CADRE-AT uses a series of classification models to bin chemicals into categories of concern for acute and chronic aquatic toxicity. The models are based on mechanistically-relevant bioavailability and reactivity parameters that include distribution coefficient (logD7.4), global quantum-mechanical reactivity indices and other physicochemical descriptors. Reactivity indices include frontier orbital energies, such as lowest unoccupied molecular orbital (LUMO), the highest occupied molecular orbital (HOMO) and the HOMO–LUMO energy gap (ΔE). These parameters are reflective of non-specific chemical reactivity with macromolecules.23,61 Like ADMET, CADRE-AT was trained on the fathead minnow data available from US EPA.60 Since descriptors are calculated at a high level of theory and require 3D chemical structures as inputs, CADRE-AT does not provide instantaneous predictions; typical processing times range from seconds to a few days per chemical, depending on the size and conformational flexibility of the structure(s) involved. CADRE-AT does not have an applicability domain and provides predictions for all organic chemicals that are amenable to the required computations.
Ecological Structure Activity Relationships (ECOSAR) v1.11 estimates acute aquatic toxicity via the Mayer–Overton relationship for chemicals within a structurally similar class.13,62 ECOSAR is trained on a large data set of Ecotoxicity studies from the ECOTOX database that follow OCSPP guidelines.15 The database is divided into 111 structural classes, and linear regression models between LC50 toxicity estimates and logP were developed for substances in each class. When chemicals belong to multiple chemical classes the most conservative (most toxic) estimate is provided based on the principle of excess toxicity. LogP is calculated with the EPISUITE KOWWIN module v. 1.68 using the AFC method.63,64 The KOWWIN module evaluates partitioning of neutral compounds only; thus, toxicity of organic acids and bases is estimated based on QSARs for non-ionized molecules of the same class. The program requires SMILES strings or CAS numbers as inputs to estimate LC50 thresholds and can process multiple substances in batch mode. ECOSAR is designed to perform best on compounds with logP < 5 and molecular weight < 1000 amu.13,62 Chemicals that do not meet the latter two criteria, or are structurally dissimilar from the domain of every QSAR model within ECOSAR, are considered outside the applicability domain.

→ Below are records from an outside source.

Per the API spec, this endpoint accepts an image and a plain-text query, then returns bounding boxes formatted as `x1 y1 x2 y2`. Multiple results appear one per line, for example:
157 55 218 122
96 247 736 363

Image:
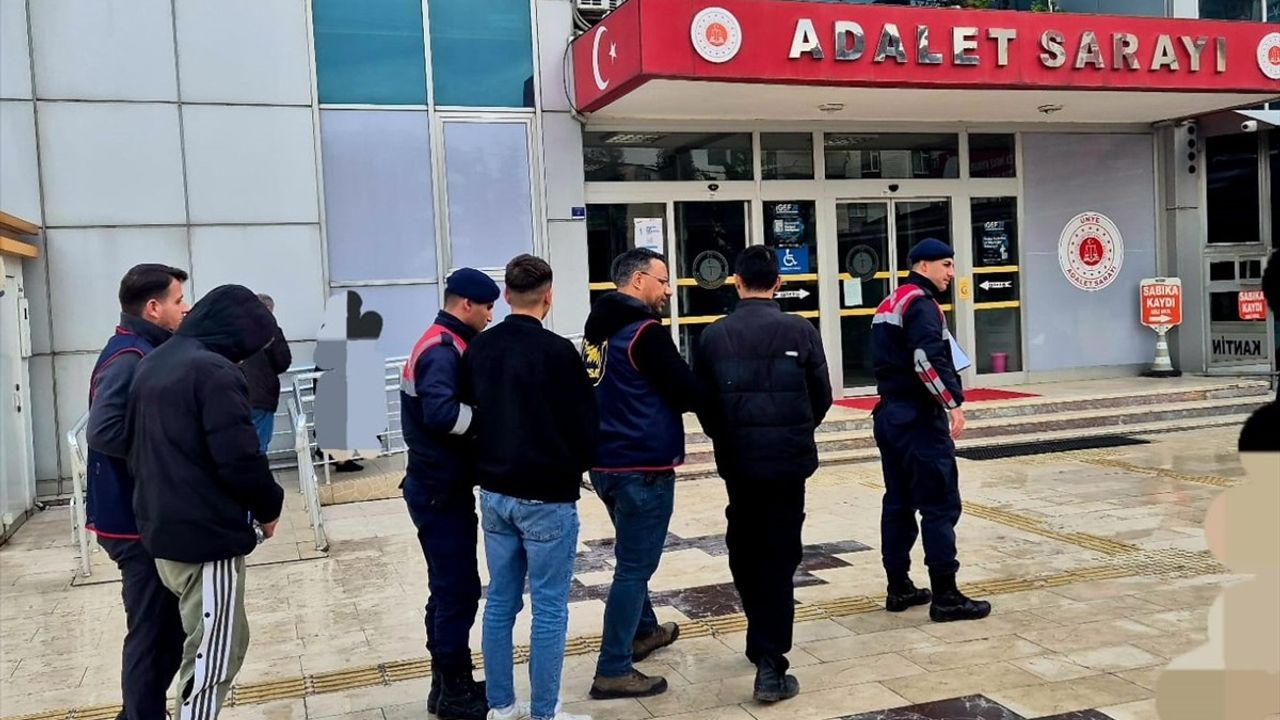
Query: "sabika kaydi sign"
787 18 1228 73
573 0 1280 111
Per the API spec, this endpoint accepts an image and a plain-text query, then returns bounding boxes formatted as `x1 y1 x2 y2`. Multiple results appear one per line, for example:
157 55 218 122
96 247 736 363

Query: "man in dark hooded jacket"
128 286 284 720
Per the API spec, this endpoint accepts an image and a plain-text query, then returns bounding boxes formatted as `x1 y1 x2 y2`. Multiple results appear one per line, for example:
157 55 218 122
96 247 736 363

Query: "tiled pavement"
0 429 1243 720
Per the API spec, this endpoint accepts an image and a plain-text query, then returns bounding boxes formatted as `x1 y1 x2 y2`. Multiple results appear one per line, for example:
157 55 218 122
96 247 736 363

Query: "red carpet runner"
836 387 1039 413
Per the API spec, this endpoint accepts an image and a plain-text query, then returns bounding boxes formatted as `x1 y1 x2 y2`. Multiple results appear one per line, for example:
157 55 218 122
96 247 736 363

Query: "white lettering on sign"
1039 29 1226 73
787 18 1228 73
788 18 824 60
1138 278 1183 331
1213 336 1265 357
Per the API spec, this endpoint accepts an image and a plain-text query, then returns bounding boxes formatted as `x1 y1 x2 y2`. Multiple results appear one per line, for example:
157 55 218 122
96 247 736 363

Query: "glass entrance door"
836 199 956 393
672 200 751 359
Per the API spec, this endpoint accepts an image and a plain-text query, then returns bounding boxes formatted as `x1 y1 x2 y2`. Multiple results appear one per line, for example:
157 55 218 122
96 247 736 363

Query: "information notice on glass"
635 218 666 252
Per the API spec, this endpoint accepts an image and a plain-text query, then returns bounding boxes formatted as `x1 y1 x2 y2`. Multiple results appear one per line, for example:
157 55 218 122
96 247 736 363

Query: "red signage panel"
1238 290 1267 320
573 0 1280 111
1138 278 1183 328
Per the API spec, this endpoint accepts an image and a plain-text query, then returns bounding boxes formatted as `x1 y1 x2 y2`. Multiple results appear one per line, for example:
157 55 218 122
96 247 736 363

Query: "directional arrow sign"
773 290 813 300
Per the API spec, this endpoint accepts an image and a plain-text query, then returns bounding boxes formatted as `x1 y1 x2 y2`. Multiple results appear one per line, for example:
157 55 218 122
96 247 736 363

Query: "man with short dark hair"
582 247 703 700
460 255 596 720
1238 250 1280 452
86 263 188 720
241 292 293 452
401 268 500 720
694 245 832 702
128 286 284 720
872 238 991 623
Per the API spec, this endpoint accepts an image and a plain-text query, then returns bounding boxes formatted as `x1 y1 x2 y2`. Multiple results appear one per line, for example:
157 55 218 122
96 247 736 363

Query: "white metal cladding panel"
38 102 187 225
1021 133 1156 370
46 228 191 352
31 0 178 101
320 110 436 281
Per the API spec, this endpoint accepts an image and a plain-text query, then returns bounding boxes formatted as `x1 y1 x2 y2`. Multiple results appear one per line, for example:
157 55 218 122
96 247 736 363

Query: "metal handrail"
67 413 92 578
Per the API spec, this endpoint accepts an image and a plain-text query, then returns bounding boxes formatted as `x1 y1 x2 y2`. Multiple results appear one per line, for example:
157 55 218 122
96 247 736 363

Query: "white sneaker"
485 702 529 720
526 705 591 720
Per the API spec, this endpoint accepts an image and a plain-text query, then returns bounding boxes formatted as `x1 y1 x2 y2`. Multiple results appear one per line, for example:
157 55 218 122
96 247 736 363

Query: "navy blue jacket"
84 313 172 539
128 286 284 564
582 292 707 473
694 299 832 483
401 310 476 502
872 272 964 410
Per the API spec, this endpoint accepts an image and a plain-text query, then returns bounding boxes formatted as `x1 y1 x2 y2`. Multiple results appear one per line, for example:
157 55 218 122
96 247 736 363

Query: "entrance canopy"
572 0 1280 123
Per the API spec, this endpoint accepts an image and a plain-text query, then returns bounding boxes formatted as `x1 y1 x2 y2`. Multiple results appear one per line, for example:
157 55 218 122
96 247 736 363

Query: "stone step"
685 379 1274 447
680 396 1267 478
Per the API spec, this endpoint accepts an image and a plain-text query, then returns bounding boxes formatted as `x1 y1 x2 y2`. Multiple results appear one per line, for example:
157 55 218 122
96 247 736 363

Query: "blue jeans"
253 409 275 452
591 470 676 678
480 491 579 720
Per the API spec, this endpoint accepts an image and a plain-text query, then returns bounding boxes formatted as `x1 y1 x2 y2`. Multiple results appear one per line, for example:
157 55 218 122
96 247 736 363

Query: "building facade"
0 0 1280 497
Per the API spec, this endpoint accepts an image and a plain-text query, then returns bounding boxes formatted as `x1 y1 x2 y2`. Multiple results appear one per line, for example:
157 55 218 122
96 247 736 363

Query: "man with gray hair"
582 247 703 700
241 293 293 452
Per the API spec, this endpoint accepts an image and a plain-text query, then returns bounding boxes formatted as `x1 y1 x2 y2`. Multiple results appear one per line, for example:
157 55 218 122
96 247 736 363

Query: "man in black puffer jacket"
127 286 284 720
694 246 831 702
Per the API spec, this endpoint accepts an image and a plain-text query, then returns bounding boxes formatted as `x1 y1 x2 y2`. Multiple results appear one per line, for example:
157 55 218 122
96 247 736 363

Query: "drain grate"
956 436 1151 460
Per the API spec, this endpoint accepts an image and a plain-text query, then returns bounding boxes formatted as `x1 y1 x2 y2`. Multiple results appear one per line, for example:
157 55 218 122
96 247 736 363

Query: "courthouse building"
0 0 1280 525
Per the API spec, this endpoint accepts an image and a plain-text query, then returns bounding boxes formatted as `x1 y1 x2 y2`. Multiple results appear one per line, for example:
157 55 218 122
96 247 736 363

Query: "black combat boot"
884 578 933 612
751 657 800 702
929 573 991 623
428 667 489 720
426 662 440 715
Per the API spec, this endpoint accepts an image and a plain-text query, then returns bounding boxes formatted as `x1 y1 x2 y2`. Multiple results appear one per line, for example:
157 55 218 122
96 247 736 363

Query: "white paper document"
947 333 973 373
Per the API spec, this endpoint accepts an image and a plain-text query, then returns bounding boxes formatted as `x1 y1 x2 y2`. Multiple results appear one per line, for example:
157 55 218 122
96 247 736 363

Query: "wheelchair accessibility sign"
773 245 809 275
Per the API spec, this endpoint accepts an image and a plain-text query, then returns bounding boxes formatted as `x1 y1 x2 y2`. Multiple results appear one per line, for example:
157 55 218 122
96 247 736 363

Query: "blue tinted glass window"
312 0 426 105
428 0 534 108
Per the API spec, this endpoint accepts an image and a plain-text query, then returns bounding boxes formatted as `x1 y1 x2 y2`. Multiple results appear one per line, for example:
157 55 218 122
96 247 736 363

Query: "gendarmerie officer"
401 268 499 720
872 238 991 623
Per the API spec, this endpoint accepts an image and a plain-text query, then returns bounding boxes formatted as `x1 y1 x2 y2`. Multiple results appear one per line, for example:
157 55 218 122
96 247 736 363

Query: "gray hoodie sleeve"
86 350 142 457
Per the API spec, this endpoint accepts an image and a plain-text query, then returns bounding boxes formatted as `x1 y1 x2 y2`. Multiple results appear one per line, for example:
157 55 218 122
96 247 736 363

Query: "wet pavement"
0 428 1243 720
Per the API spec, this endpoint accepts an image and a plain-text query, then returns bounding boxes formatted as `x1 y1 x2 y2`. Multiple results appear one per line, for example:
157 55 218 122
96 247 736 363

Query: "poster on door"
982 220 1010 268
635 218 664 252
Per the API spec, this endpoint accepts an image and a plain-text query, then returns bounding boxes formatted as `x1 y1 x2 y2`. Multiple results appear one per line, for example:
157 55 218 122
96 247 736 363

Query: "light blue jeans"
480 491 579 720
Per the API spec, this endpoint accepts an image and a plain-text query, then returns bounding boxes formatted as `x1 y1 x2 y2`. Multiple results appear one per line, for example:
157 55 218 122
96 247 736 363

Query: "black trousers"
724 479 805 670
876 402 961 582
97 538 187 720
403 480 480 673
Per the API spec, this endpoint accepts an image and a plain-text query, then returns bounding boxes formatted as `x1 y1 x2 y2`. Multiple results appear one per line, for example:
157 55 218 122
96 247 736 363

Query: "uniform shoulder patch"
582 340 609 386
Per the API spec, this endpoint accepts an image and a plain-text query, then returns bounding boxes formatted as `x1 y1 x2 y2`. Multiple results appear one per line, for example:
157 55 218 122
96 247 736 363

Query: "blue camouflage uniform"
872 241 964 589
401 269 499 685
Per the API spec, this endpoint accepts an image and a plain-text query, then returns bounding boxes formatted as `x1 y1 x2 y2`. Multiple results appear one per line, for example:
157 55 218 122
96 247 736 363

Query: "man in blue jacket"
86 264 187 720
872 238 991 623
401 268 499 720
582 247 703 700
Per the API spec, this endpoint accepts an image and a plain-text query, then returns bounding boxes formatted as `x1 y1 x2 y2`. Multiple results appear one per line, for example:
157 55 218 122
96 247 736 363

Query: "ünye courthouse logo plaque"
1057 213 1124 292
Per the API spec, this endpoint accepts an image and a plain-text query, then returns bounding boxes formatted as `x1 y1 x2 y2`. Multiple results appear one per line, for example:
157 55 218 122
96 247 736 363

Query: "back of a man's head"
503 254 552 310
1262 250 1280 315
119 263 187 318
613 247 667 288
733 245 778 292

KAshinhou Tool for Ecotoxicity (KATE) on PAS 2011 estimates acute aquatic toxicity via Mayer–Overton relationship for chemicals within a structurally similar class, akin to ECOSAR. Forty structural chemical classes are used in KATE. Estimated LC50 values are determined from linear regression models that use logP, which is obtained from an internal experimental database or is estimated with the AFC method.63,64 KATE is trained on the US EPA fathead minnow (Pimephales promelas) and the Japanese Ministry of Environment Oryzias latipes datasets.65,66 The program requires SMILES strings or CAS numbers as inputs to assess chemical toxicity and can process multiple substances in a single run with batch mode. The tool is available as a standalone application or as a web plug-in. The batch mode size is limited to 50 chemicals. KATE internally defines the applicability domains by comparing the logP of the test chemical to the range of logP values in each of the structural classes of the training set.18
Toxicity Estimation Software Tool (TEST) v.4.1 consists of a number of models that estimate acute aquatic toxicity thresholds by read-across among structural analogs or via multivariate regression. The models are based on hundreds of structural, constitutional, connectivity, shape, topological, molecular distance, fragments, and electrotopological property descriptors. Several partition coefficient estimates are provided. LogP is calculated with two group contribution methods derived by Ghose45 or Wang.67 TEST is trained on Fathead minnow dataset from the EPA ECOTOX database.38,65 The program requires only SMILES strings or CAS numbers as inputs to quickly assess chemical toxicity and can process multiple substances in a single run with batch mode. Each read-across or regression model has specific applicability domain. The program provides estimated LC50 threshold based on each model's prediction, as well as a consensus average of the component models. Given that the consensus result was previously reported as the most accurate estimate provided by TEST,68 it was used in this validation exercise.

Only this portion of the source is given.